This data feeds directly into our **Malware Type Hint System** to classify threats into distinct families (Ransomware, Trojan, Spyware, Rootkit).
## 💾 Datasets
We built IntelliGuard on top of massive cybersecurity datasets to ensure robust detection limits:
- **EMBER 2024 (Win32 + Win64):** Comprehensive static PE header attributes, strings, and entropy values.
- **BODMAS:** 134,435 samples with 2,381 pre-extracted features + specific malware family labels.

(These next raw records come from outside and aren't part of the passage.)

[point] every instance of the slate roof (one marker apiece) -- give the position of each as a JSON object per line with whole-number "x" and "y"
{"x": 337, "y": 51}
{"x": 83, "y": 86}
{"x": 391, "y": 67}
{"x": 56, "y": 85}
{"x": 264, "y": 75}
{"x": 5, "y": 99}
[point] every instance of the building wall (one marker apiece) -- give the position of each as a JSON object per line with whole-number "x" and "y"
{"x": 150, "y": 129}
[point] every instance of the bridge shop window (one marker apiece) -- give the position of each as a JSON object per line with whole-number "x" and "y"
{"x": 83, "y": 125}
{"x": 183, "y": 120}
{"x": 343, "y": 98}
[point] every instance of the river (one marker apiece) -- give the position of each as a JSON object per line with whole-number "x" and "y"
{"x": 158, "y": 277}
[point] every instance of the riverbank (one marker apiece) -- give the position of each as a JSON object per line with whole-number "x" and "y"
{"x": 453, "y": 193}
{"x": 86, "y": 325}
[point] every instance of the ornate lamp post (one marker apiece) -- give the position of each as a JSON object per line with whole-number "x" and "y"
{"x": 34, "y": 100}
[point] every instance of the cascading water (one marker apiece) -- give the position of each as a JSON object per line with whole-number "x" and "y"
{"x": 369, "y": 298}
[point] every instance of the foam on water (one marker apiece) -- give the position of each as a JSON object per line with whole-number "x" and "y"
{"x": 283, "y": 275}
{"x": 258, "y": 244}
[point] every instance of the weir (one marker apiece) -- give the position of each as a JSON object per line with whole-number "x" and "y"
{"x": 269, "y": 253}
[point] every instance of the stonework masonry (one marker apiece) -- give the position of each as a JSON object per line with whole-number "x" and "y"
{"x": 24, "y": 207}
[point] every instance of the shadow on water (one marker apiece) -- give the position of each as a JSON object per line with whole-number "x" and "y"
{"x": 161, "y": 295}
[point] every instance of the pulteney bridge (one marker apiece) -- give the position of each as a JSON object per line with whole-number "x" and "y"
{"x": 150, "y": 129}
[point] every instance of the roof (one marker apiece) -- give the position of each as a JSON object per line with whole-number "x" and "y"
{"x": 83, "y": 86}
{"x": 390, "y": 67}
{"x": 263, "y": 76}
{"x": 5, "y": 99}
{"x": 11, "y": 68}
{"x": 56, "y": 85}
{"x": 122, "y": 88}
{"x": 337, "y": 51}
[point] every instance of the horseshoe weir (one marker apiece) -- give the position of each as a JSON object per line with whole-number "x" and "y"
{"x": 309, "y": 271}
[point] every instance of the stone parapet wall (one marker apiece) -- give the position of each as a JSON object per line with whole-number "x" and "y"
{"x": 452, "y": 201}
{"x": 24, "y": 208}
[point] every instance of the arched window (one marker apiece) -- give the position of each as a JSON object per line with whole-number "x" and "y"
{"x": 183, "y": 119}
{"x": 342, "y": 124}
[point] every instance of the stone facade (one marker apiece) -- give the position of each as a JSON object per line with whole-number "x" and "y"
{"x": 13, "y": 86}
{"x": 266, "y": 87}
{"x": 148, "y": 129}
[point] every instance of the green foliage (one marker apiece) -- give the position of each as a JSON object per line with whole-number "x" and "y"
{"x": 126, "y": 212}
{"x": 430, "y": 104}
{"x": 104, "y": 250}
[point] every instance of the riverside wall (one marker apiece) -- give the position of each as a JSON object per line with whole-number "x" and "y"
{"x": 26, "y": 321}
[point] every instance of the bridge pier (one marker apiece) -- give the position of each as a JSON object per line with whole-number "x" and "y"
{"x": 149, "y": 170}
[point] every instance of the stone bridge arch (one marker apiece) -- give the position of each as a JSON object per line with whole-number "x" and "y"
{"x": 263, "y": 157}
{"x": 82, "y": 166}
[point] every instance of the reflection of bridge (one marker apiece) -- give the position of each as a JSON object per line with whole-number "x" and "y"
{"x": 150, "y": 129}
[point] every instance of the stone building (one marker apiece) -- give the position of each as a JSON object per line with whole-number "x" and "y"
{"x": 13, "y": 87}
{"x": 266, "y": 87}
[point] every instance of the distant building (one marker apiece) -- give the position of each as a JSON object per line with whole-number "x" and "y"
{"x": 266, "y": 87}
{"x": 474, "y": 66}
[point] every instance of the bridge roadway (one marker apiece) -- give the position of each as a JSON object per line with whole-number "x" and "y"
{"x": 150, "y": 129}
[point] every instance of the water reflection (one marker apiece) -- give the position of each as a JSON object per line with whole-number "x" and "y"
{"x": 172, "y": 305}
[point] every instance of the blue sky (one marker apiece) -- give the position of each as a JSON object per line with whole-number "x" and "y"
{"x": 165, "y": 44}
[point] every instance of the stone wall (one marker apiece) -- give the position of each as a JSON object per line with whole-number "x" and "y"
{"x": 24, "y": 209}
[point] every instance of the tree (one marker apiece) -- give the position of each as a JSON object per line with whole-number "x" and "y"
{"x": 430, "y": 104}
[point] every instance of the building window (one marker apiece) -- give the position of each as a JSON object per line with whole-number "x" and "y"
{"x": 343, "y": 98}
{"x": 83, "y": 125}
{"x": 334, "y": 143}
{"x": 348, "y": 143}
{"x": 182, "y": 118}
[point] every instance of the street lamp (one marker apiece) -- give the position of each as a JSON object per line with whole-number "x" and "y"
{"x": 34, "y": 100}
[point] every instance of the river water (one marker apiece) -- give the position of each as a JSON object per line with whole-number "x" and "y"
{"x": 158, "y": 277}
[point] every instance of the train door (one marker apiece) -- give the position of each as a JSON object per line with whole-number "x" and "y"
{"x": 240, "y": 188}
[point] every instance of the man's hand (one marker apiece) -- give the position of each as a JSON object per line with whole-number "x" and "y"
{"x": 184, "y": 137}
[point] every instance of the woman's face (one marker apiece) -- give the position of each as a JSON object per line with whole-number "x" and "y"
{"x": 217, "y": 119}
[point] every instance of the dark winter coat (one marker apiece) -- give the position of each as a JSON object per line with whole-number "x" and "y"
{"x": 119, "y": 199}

- **Kaggle Malware Dataset:** Foundation dataset with base CSV structured header metadata.
- **Quo Vadis & CIC DIG 2025:** High-grade dynamic execution JSON sequences and behavior graphs.
## 📊 Key ML Rules We Follow
- **Train/Val/Test is sacred:** The test set is touched exactly once — at the very end.
- **False Negative Rate is Key:** Missing real malware is far worse than a false alarm. Target FNR is severely penalized.
- **RobustScaler Over StandardScaler:** Malware data has extreme outlier values. We scale against median IQR.
## 🛠 Technologies Used
- **Core Programming:** Python 3.10+
- **Machine Learning Models:** XGBoost (GPU Accelerated), Random Forest, Logistic Regression
- **Interpretability:** SHAP Data Explainers
- **Data Engineering:** Pandas, Numpy, Scipy, Imbalanced-Learn (SMOTE)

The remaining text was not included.